Le sommet n'était plus très loin, mais force était de constater que son ventre, aussi discret fut-il encore, la ralentissait. Elle s'accrocha au bras de Myr pour s'acquitter des derniers pas, en s'efforçant de museler le sifflement de sa respiration. Pour rien au monde elle ne lui aurait avoué sa fatigue ou son essoufflement, même s'il le percevait sans doute. Avant l'enfant qui l'alourdirait bientôt, avant Milo un an plus tôt, elle avait pour habitude de marcher et de courir, et si sa petite taille ne faisait pas d'elle la plus véloce, son endurance ne l'avait jamais trahie.

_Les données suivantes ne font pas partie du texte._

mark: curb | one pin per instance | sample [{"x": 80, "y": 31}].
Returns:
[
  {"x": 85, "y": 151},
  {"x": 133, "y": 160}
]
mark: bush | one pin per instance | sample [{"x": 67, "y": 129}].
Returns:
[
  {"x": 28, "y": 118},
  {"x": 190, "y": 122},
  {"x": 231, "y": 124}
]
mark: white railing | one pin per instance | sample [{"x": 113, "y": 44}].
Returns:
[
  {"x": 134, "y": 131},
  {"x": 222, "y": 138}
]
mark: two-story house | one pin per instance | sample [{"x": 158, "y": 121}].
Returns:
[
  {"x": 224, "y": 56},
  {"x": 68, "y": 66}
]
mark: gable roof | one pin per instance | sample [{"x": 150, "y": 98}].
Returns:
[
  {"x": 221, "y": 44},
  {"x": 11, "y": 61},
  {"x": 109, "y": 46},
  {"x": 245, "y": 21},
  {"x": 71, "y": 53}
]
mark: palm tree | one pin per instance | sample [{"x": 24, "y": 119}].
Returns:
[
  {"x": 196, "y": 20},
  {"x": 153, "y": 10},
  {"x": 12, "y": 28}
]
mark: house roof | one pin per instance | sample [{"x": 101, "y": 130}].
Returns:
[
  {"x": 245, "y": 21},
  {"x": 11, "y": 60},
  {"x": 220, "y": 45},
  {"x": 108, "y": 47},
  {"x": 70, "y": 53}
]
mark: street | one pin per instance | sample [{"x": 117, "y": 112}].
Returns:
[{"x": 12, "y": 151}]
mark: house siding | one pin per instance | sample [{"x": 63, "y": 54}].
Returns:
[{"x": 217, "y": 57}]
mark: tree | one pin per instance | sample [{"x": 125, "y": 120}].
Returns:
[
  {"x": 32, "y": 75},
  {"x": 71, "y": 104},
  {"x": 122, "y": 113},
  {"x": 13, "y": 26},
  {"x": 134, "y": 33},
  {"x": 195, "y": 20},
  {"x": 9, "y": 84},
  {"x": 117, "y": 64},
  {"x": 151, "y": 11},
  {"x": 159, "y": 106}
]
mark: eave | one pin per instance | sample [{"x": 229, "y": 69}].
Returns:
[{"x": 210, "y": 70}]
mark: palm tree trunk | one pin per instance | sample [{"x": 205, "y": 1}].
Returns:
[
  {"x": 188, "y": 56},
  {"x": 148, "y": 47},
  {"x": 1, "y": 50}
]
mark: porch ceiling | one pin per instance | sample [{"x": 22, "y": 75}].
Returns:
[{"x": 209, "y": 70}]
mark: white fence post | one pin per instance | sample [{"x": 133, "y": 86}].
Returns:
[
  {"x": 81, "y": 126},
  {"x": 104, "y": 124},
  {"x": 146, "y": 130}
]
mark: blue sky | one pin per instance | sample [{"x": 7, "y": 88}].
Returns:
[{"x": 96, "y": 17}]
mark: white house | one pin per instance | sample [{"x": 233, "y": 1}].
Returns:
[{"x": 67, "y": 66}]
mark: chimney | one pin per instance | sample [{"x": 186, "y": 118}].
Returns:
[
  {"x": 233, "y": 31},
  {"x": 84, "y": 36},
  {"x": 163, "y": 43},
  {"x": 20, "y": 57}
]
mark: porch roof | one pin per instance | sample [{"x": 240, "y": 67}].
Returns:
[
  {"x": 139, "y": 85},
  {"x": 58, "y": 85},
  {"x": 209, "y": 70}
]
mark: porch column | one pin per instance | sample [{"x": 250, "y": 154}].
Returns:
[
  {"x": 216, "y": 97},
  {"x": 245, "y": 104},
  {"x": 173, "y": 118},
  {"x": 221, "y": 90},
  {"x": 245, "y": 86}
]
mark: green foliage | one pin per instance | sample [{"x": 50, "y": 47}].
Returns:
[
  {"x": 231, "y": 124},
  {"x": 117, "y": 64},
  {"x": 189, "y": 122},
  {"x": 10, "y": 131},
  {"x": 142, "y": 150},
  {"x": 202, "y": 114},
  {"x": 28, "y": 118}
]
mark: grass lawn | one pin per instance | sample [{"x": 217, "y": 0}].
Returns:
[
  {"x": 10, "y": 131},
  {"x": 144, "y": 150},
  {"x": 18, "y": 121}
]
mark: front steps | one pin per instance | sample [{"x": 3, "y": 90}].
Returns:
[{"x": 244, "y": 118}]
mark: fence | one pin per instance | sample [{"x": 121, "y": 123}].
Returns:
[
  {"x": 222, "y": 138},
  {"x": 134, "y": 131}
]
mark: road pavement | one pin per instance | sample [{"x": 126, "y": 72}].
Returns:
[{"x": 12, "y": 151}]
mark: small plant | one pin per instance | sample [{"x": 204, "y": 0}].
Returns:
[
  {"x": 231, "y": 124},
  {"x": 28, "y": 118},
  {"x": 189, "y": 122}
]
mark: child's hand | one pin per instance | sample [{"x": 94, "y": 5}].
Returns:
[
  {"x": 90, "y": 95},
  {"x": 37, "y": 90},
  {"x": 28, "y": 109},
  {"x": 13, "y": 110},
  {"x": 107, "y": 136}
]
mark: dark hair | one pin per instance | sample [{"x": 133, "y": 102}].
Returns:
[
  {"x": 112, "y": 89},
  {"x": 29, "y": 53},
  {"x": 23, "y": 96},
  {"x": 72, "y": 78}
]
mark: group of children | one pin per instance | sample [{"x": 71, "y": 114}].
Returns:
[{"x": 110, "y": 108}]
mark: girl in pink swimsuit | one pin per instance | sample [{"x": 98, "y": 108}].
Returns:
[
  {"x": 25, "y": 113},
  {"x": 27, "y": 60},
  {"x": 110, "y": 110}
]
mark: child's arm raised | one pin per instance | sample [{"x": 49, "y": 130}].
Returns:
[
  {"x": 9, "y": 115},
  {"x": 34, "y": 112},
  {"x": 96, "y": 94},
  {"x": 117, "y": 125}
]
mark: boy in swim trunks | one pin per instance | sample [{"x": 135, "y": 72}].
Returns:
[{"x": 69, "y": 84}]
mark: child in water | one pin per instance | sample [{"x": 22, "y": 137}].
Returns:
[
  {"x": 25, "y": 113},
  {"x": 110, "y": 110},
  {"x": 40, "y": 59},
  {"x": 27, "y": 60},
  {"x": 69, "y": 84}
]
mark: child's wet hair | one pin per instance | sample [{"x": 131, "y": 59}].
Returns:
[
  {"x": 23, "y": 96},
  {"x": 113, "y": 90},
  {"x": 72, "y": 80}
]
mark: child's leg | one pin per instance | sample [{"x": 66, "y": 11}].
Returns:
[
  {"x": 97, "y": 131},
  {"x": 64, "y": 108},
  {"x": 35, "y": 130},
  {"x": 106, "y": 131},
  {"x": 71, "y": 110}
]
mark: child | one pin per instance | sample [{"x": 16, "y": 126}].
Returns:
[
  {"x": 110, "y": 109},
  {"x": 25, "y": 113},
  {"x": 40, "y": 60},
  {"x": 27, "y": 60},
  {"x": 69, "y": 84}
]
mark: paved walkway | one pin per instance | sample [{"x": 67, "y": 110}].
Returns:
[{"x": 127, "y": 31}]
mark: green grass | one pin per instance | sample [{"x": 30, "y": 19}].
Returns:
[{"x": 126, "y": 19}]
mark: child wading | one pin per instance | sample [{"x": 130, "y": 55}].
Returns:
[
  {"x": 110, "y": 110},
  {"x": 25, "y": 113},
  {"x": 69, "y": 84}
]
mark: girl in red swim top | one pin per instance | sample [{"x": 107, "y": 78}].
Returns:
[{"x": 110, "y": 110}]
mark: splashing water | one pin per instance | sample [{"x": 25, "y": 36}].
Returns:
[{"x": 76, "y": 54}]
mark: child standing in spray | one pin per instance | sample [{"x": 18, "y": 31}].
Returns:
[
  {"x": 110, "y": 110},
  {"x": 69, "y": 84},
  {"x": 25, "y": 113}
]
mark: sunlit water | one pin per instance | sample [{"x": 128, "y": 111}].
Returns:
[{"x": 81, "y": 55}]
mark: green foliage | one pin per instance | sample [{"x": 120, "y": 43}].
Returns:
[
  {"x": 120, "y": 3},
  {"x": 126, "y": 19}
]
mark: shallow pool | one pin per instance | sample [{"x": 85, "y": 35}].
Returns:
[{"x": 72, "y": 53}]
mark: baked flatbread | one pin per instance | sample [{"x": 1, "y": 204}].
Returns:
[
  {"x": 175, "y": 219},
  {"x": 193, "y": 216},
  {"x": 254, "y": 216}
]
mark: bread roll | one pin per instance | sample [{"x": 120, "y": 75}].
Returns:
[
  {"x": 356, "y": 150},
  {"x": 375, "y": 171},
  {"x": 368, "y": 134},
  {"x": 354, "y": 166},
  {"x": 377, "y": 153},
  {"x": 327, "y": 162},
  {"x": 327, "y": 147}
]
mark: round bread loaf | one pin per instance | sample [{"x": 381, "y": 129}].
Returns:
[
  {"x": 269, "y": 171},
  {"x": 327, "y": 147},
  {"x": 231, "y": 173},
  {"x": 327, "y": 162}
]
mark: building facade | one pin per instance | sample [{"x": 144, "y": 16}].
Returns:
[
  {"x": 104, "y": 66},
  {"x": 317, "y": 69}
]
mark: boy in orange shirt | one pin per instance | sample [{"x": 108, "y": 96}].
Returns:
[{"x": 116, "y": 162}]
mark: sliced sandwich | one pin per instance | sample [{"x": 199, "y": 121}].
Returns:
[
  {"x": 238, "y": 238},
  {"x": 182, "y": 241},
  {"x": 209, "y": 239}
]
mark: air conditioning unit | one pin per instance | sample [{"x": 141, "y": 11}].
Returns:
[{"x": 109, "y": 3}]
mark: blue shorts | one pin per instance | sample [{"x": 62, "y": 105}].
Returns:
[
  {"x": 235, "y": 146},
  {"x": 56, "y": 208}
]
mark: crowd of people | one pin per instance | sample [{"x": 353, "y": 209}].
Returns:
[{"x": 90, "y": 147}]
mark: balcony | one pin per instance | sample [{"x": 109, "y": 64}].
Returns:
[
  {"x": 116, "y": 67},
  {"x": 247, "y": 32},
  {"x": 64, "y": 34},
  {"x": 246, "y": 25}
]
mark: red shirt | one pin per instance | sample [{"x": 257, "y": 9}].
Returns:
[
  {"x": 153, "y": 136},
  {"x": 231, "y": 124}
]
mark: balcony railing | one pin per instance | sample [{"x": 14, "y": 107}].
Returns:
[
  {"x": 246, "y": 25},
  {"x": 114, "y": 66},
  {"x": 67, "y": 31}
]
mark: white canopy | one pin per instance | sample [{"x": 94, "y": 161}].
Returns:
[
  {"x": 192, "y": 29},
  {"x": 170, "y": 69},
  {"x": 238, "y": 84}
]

Enfin le sommet s'étendait là, devant eux. Le chien les avait devancé. Il attendait, couché, sa lourde tête posée sur ses deux pattes avant, au milieu d'une vaste plate-forme rocailleuse, dont le sol se hérissait de petits feuillets rocheux, soulignés de rares touffes d'herbe. Fanette calquait ses silences à ceux du marin, et suivit la direction de son regard, pour laisser tomber ses yeux sur le paysage qui s'étalait au-dessous. Un sourire étira ses lippes rosies par l'effort. Les grands chênes, dont le feuillage se teintait d'or et de pourpre côtoyaient les pins, aux épines éternellement vertes, et la forêt tout entière étendue à leurs pieds se drapait dans les voiles d'une brume dense.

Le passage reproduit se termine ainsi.